Cruz Negron, Plaintiff-appellant, v. Peninsular Navigation Corp., Defendant-appellee, 279 F.2d 859 (2d Cir. 1960)Annotate this Case
Decided June 23, 1960
Seymour S. Detsky, New York City (William B. Jacobs, New York City, of counsel), for appellant.
Kirlin, Campbell & Keating, New York City (William R. Mackey, Charles N. Fiddler, Louis J. Gusmano, New York City, of counsel), for appellee.
Before WATERMAN, MOORE and HAMLIN,* Circuit Judges.
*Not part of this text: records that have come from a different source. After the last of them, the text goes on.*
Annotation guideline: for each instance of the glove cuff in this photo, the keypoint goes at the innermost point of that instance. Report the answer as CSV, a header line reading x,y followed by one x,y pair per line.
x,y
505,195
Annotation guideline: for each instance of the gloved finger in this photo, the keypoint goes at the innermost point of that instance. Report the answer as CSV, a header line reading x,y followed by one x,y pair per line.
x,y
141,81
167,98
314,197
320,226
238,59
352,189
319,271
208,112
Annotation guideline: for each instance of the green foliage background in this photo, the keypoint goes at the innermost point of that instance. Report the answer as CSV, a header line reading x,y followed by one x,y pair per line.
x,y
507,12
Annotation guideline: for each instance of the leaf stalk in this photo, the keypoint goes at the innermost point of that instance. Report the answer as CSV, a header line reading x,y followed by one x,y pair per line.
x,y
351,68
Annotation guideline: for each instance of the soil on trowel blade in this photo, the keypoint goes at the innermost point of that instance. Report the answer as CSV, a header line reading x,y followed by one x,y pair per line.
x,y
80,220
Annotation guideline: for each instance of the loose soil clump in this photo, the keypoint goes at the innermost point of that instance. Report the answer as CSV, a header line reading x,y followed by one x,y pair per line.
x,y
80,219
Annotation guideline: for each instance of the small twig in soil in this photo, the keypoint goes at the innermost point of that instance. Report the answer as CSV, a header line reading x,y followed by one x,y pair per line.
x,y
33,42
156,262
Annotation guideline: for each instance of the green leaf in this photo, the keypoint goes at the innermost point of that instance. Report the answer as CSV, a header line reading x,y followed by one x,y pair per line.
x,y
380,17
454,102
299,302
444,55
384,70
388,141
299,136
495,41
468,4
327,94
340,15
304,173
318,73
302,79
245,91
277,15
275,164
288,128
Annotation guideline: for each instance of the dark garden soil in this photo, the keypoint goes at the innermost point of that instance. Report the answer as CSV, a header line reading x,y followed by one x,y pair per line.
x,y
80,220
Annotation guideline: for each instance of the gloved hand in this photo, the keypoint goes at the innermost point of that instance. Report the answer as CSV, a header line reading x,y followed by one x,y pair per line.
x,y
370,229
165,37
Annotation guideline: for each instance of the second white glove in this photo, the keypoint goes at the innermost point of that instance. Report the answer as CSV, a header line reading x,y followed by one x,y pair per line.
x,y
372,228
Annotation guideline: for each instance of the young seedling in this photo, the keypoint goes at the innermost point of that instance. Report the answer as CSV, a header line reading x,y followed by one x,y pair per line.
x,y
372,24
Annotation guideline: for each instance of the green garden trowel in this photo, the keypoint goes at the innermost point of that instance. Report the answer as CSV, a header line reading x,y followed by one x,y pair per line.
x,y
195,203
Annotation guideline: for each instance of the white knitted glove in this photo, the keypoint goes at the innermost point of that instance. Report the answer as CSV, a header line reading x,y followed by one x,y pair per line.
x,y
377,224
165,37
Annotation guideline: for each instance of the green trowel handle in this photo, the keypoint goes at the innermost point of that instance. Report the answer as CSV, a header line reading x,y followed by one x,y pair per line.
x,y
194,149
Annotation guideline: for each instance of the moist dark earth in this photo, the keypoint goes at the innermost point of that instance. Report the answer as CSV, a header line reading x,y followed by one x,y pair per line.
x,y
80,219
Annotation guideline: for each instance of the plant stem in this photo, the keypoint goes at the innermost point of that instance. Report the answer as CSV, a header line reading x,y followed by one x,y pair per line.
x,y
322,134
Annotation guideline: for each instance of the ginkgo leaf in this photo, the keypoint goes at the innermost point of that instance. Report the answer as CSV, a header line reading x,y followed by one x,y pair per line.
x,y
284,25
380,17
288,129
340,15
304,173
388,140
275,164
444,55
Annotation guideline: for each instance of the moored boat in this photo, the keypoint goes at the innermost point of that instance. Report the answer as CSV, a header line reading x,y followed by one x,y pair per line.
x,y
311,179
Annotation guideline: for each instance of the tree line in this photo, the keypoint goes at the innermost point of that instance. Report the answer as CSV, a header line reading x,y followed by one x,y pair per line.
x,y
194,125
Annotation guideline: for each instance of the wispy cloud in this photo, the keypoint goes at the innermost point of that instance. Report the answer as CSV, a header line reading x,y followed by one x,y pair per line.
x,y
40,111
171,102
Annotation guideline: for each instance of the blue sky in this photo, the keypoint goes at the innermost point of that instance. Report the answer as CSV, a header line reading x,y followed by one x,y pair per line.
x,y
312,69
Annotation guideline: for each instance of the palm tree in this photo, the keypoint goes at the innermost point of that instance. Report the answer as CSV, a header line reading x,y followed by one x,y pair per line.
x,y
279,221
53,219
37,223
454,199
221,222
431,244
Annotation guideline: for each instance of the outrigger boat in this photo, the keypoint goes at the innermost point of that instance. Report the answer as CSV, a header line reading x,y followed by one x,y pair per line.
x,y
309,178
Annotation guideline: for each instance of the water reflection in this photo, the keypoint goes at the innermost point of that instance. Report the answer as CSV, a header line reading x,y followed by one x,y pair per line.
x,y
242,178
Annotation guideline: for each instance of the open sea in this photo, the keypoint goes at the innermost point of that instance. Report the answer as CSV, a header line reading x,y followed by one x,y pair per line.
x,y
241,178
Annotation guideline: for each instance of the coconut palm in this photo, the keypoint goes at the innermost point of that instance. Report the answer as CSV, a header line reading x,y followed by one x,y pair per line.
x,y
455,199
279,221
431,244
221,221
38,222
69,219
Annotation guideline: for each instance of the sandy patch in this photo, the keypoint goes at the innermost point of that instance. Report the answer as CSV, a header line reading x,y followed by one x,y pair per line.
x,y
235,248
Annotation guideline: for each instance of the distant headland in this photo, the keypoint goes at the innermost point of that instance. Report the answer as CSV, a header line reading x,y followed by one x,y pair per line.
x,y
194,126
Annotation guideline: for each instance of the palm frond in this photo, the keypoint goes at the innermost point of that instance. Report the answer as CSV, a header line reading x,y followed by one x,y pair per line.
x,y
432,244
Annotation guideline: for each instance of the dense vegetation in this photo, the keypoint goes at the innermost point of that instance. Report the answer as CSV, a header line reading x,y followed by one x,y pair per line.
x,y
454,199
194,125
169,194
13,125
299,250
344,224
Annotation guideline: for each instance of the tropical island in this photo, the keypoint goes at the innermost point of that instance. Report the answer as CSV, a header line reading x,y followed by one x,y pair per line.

On or about November 19, 1958 appellant, a seaman, allegedly sustained injuries aboard the S. S. Valley Forge, a vessel owned by appellee. On March 23, 1959 appellant commenced an action against appellee in the Southern District of New York. Appellee served a notice to take appellant's deposition, the notice being returnable on July 1, 1959 at 2:30 P.M. On that date appellant failed to appear. On September 8, 1959 appellee moved, pursuant to Rule 37(d) of the Federal Rules of Civil Procedure, to dismiss the complaint because of the non-appearance. In opposition to the motion appellant's attorney stated by affidavit, inter alia, that his client at the beginning of September had commenced a twomonth voyage. On September 22 Judge Sugarman granted appellee's motion unless appellant should submit to examination on or before November 16, 1959. On November 5 appellant's attorney received a letter from appellant advising that his ship would not reach New York until after November 16. It is not contradicted in the appeal record before us that appellee's attorneys were contacted and counsel orally agreed to suspend entry of judgment until at least December 1, and appellee's attorneys were informed that appellant's vessel might not reach New York prior to December 20. It was agreed that appellant's examination should occur on that date. On December 3 appellee moved, ex parte, to dismiss the complaint pursuant to the September 22 order. The following day Judge Sugarman granted the motion. On January 12, 1960 appellant moved that the December 4 entry of judgment be vacated. On January 28, Judge Dawson issued an order denying the January 12 motion, and from this order appellant appeals.
Judgments of dismissal pursuant to Rule 37(d) may be attacked by a motion under Rule 60(b). Such motions invoke the discretionary power of the court, Fischer v. Dover S. S. Co., 2 Cir., 1955, 218 F.2d 682, but, despite this, we reverse the district judge for we think on the evidence before him he abused his discretion in denying appellant's motion. We think it clear that the September 22 order was framed so as to permit appellant to subject himself to examination after the completion of his voyage and that appellee's attorneys on December 3 knew the voyage had not been terminated, and, knowing that, had then orally agreed to examine appellant on a subsequent date.